All four cases presented with a sedative-hypnotic toxidrome, consistent with previous reports of clonazolam intoxication [Citation4,Citation9]. Prolonged sedation in those patients with deliberate self-poisoning involved ingestion of 15 and 20 tablets and was similar to the reported case of a young female who remained somnolent for 24 h post ingestion of clonazolam powder (10 mg) [Citation5]. Notably, three of the patients were tachycardic at the time of presentation, a clinical finding not typically associated with benzodiazepine intoxication. Tachycardia may be associated with benzodiazepine withdrawal but is unlikely in the described cases, given the proximity of the exposure and hospital presentation. The aetiology of the tachycardia in the current cases remains unclear. Possible mechanisms could include reflex tachycardia following benzodiazepine-induced vasodilation [Citation13] and/or alterations in vagal tone post-benzodiazepine use [Citation14].
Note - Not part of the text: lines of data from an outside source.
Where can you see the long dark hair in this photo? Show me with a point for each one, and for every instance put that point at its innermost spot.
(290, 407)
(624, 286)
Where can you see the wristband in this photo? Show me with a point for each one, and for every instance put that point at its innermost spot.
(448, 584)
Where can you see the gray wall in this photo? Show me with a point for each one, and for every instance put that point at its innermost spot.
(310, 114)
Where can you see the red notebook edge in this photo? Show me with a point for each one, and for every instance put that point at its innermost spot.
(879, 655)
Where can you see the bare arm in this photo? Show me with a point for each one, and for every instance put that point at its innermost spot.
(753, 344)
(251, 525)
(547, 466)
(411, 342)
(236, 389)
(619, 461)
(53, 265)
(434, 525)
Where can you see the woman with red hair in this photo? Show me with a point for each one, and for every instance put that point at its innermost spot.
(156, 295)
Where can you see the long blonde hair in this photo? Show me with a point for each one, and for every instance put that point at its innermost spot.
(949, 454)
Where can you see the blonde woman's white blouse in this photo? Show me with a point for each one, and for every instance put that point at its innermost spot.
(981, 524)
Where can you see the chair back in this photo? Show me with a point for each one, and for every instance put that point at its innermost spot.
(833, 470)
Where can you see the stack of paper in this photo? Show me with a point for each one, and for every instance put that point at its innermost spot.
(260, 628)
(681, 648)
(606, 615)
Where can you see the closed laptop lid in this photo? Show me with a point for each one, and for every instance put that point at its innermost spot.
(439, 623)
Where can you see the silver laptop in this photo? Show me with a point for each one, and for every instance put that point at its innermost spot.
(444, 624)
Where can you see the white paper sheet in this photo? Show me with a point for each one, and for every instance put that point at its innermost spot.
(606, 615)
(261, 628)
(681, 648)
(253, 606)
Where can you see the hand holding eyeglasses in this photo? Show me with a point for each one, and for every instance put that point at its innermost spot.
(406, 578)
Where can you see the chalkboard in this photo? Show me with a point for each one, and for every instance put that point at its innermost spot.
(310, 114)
The blood clonazolam concentration range identified in our cases (0.2–2.1 µg/L) was substantially lower than concentrations previously reported. The female who ingested 10 mg of clonazolam had a serum clonazolam concentration of 77 µg/L 4 h post ingestion [Citation5]. Similarly, a patient who had used both etizolam and clonazolam (one tablet containing clonazolam 1.1 mg) had a maximum serum clonazolam concentration of 10.2 µg/L [Citation11]. However, the concentration of the active metabolite, 8-aminoclonazolam, in all four cases was substantially higher, suggesting peak clonazolam concentration had passed at the time of sampling. Ultimately, it is difficult to draw conclusions without knowledge of the concentration of clonazolam per tablet, and the exact time between tablet ingestion and blood sampling. In addition, although comprehensive drug screening was utilised, there may have been undetected substances which could further explain the presenting toxidromes.

Of particular concern, all patients reported that they ingested an alprazolam-containing product and were unaware of the clonazolam substitution. Continued monitoring efforts are warranted to mitigate harm associated with the proliferation of unregulated, counterfeit benzodiazepine products.

Conclusion

Clonazolam intoxication resulted in sedation with mild sinus tachycardia. Three patients that reported multiple tablet exposures experienced prolonged sedation, and two of these patients developed airway obstruction. Unsuspecting consumers exposed to unregulated benzodiazepine products are at risk of unexpected adverse effects, which may require acute medical intervention.

Acknowledgements

The authors additionally thank all EDNAV project site investigators for their assistance in case collection and Dr Linda Glowacki and Miss Samantha Joubert from the Victorian Institute of Forensic Medicine for their analytical assistance.

Disclosure statement

No potential conflict of interest was reported by the authors.

Additional information

Funding

The authors acknowledge funding from the Victorian Department of Health and the National Health and Medical Research Council (APP2001107).